Last week, Attorney General Sean D. Reyes joined Idaho Attorney General Raúl Labrador and 22 other attorneys general in filing an amicus brief before the United States Court of Appeals for the Ninth Circuit in Boland v Bonta. The case challenges California’s unconstitutional Unsafe Handgun Act, a 2001 law regulating handgun sales after a specific date.
The filing in the Ninth Circuit follows a successful challenge to the existing statute in the United States District Court for the Central District of California, where a federal judge issued a preliminary injunction to the law. Judge Cormac J. Carney wrote that “the Second Amendment enshrines a fundamental constitutional right for law-abiding citizens to keep and bear arms for self-defense,” adding that the Unsafe Handgun Act’s microstamping requirements force Californians “to settle for decade-old models of handguns to ensure that they remain safe inside or outside the home” and are, therefore, unconstitutional. The State of California appealed the decision.

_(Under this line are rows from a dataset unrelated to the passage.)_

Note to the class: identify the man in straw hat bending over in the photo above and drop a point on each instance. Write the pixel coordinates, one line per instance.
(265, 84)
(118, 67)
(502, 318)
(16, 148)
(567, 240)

In their brief to the Ninth Circuit, the attorneys general encourage the judges to uphold the District Court’s decision, stating that “it faithfully applied the analysis required by New York State Rifle & Pistol Association, Inc. v Bruen”—a landmark Second Amendment case from the U.S. Supreme Court. The States argue that “the Second Amendment codifies a pre-existing right that belongs to ‘the people’ and necessarily restricts state regulatory discretion,” that “the Unsafe Handgun Act is not a ‘reasonable’ public safety law—it’s a disguised handgun ban,” and that “the Unsafe Handgun Act unconstitutionally infringes the right to keep and bear arms.”
The attorneys general argue that without a blanket ban, the government can always say there is no right to purchase a specific firearm, and people are free to exercise their arms-bearing rights by choosing a different weapon. Dkt. #11, ID 12704847, at 13. That was true in Heller, where the District of Columbia only banned handguns but allowed possession of other firearms. Heller, 554 U.S. at 629. The same is true in California, which bans all modern handguns on the market but allows possession of certain grandfathered handguns—for now. The District of Columbia raised the same argument in Heller that California raises here, and the Supreme Court’s response applies with equal force now: “‘It is no answer to say, as petitioners do, that it is permissible to ban the possession of handguns so long as the possession of other firearms (i.e., long guns) is allowed.’ Id.”
Joining Idaho and Utah on the brief were the states of Alabama, Alaska, Arkansas, Florida, Georgia, Indiana, Iowa, Kansas, Kentucky, Louisiana, Mississippi, Missouri, Montana, Nebraska, North Dakota, Ohio, Oklahoma, South Carolina, South Dakota, Virginia, West Virginia, and Wyoming.